From a567d7e0f060702c843ae3aa82bf9c39e46b75a4 Mon Sep 17 00:00:00 2001
From: James MacMahon <james@oxide.computer>
Date: Fri, 21 Mar 2025 17:17:23 +0000
Subject: [PATCH] Clean up volume usage records created by sagas

Adding a check that the volume Nexus is about to hard delete does not
have associated volume resource usage revealed areas where volumes that
had read-only resources were not being correctly cleaned up. Fix that
here!

Note that leaking these usage records does not cause a functional
problem, but it's not good to leak them.

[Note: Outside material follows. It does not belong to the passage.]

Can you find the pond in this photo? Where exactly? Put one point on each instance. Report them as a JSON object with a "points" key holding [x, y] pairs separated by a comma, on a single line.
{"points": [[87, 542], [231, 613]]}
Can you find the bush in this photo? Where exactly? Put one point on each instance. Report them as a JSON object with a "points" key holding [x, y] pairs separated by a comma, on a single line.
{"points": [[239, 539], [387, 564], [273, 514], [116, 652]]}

I'll have to write a background
task that cleans these up.
---
 nexus/db-queries/src/db/datastore/volume.rs   |  37 +-
 .../region_snapshot_replacement_start.rs      |  18 +
 .../sagas/region_snapshot_replacement_step.rs | 417 ++++++++++++++++++
 nexus/src/app/sagas/snapshot_create.rs        |   4 +-
 4 files changed, 474 insertions(+), 2 deletions(-)

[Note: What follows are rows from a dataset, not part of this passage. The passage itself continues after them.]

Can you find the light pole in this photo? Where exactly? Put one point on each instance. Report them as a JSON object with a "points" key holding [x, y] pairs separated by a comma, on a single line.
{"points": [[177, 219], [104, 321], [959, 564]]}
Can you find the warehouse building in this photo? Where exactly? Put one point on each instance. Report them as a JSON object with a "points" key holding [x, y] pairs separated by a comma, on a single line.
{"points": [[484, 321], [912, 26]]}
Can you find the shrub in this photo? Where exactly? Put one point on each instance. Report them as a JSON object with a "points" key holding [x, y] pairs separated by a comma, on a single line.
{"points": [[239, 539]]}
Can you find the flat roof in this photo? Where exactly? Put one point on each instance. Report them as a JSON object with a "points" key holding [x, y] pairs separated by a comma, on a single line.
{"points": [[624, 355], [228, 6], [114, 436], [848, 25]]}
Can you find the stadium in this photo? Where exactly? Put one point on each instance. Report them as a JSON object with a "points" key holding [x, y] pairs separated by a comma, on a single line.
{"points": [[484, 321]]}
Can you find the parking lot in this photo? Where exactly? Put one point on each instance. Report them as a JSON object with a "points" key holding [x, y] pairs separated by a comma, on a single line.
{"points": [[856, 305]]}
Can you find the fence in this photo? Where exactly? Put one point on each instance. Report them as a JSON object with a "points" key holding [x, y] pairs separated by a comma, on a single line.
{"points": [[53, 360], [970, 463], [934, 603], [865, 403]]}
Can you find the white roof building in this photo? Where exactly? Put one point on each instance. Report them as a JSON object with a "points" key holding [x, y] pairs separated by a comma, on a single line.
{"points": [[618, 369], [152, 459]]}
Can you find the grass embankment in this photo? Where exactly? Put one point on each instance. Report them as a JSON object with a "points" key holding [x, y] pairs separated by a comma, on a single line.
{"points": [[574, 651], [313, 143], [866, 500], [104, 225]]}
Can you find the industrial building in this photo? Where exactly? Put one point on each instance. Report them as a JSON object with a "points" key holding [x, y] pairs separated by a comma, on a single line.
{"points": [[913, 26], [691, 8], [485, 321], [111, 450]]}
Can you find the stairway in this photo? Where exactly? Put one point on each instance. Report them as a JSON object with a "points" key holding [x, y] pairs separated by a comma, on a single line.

diff --git a/nexus/db-queries/src/db/datastore/volume.rs b/nexus/db-queries/src/db/datastore/volume.rs
index 008d7fdeb9f..b84da3aad17 100644
--- a/nexus/db-queries/src/db/datastore/volume.rs
+++ b/nexus/db-queries/src/db/datastore/volume.rs
@@ -467,9 +467,18 @@ impl DataStore {
     ) -> DeleteResult {
         use db::schema::volume::dsl;
 
+        let conn = self.pool_connection_unauthorized().await?;
+
+        // If running integration tests, assert that the volume we're about to
+        // hard delete has no volume usage records.
+        #[cfg(any(test, feature = "testing"))]
+        Self::validate_volume_has_no_usage_records(&conn, volume_id)
+            .await
+            .map_err(|e| public_error_from_diesel(e, ErrorHandler::Server))?;
+
         diesel::delete(dsl::volume)
             .filter(dsl::id.eq(to_db_typed_uuid(volume_id)))
-            .execute_async(&*self.pool_connection_unauthorized().await?)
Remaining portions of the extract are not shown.